If this is your first time doing this, read all of this first. After you have done it once or twice, you won’t need to look at anything. It is that easy.
This recipe is one that rewards people that do less. If you think “should I add/do more of X” you probably shouldn’t. Less mixing, less kneading and less moister are almost always the right answer.
- Place the rack in the middle of the oven.
- Preheat the your oven to 400F.
- Do this before starting as putting these together doesn’t take long.
- Place the dry ingredients (1.75 cups flour, 3 tbsp sugar, 2.5 tsp baking powder, .5 tsp salt) in the food processor bowl with the normal cutting blade and pulse once to mix.
- Cut .3 cups butter into small cubes or chunks and disperse around the mixer bowl.
- Pulse mixer 5 to 10 times until no large pellets of butter remain but do NOT over do it.
- Add one beaten egg and 2 of the 100g bars (200g total) broken into pieces but do NOT pulse yet.
- Controlling the mixer with one hand, SLOWLY pour in the half and half, cream or milk with the mixer running.
- Do this VERY slowly.
- STOP as soon as the mixture starts to hold together at all.
- Adding to much liquid will make the scones not very good so err on the side of to little.
- If you add to much you can save them by needing in more flower in the needing step at the expense of the texture and crumb.
- This step is done when you can press some of the dough together and it will hold its shape and not fall apart due to lack of liquid.
- Lightly flower a surface and then turn the dough out of the mixer onto it.
- With flowered hands, need the dough 4 to 10 times.
- It should be sticky and damp but not so sticky and wet that you can’t easily handle it.
- Do NOT over need!
- Needing causes the formation of gluten, which is what gives bread its chew and toughness and we do NOT want that in a scone!
- We are only needing to make sure the moister is distributed evenly.
- If they are too wet you can add flower at this stage.
- Form a ball and place it in the center of a baking or cookie sheet and then flatten it into an 8 or 10 inch disk.
- Using a sharp chef’s knife, cut it into eights but do not separate the wedges.
- Brush the top with some additional half and half, cream or milk and sprinkle with a little bit of sugar.
- This aides in browning and gives the scone a nice crust.
- Bake for 9 minutes at 400F.
- Add one square of the remaining chocolate on each wedge.
- Eat the left over chocolate while waiting for the scones to finish.
- Put the baking sheet back into the oven, but rotated 180 degrees for another 5 to 12 minutes.
- Exact time depends on the moister content.
- Check the center of the scones.

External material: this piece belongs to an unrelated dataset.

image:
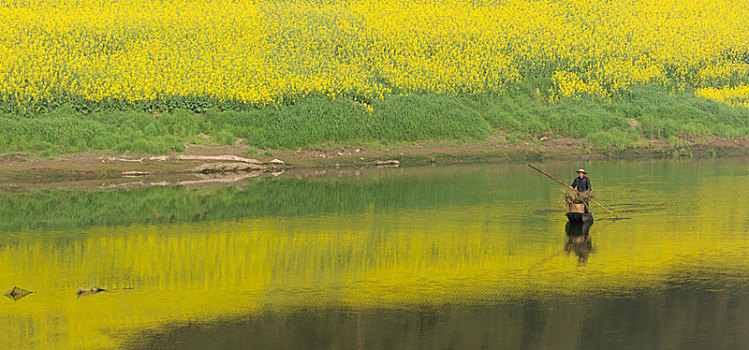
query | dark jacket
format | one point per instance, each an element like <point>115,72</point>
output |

If they still look wet and doughy, they are not done and they will be raw.
- The rotation makes sure they brown evenly.
- When the center is set, remove them from the oven and allow to sit on the cookie sheet for 2 to 5 minutes.
- Using a large spatula or other thin implement gently separate the scone from the cookie sheet by working around it.
- Do NOT pick it up!
- Slide the scone from the cookie sheet onto a cooling rack.

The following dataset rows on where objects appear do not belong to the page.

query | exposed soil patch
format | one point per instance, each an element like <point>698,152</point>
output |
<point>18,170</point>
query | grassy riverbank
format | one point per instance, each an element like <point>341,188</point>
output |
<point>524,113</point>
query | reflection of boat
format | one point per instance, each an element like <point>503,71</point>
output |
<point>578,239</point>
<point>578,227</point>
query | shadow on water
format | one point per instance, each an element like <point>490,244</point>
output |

- Torture your family/friends by not letting them eat the scones hot, or show them you like them by serving them immediately. It is good either way.
You can easily change the type of the scone and end up with something totally different. Simply substitute something else for the chocolate. A scone is just a type of sweet biscuit and isn’t all that complicated. Just about any dried fruit works well. Just cut it into small pieces if it isn’t naturally that way. I generally use between .75 and 1 cups of dried fruit when I make those varieties. It all depends on how strong the flavor of the fruit is.
If you use fresh fruit you are on your own. I haven’t tried that and I suspect the moisture content of the fruit would causes issues.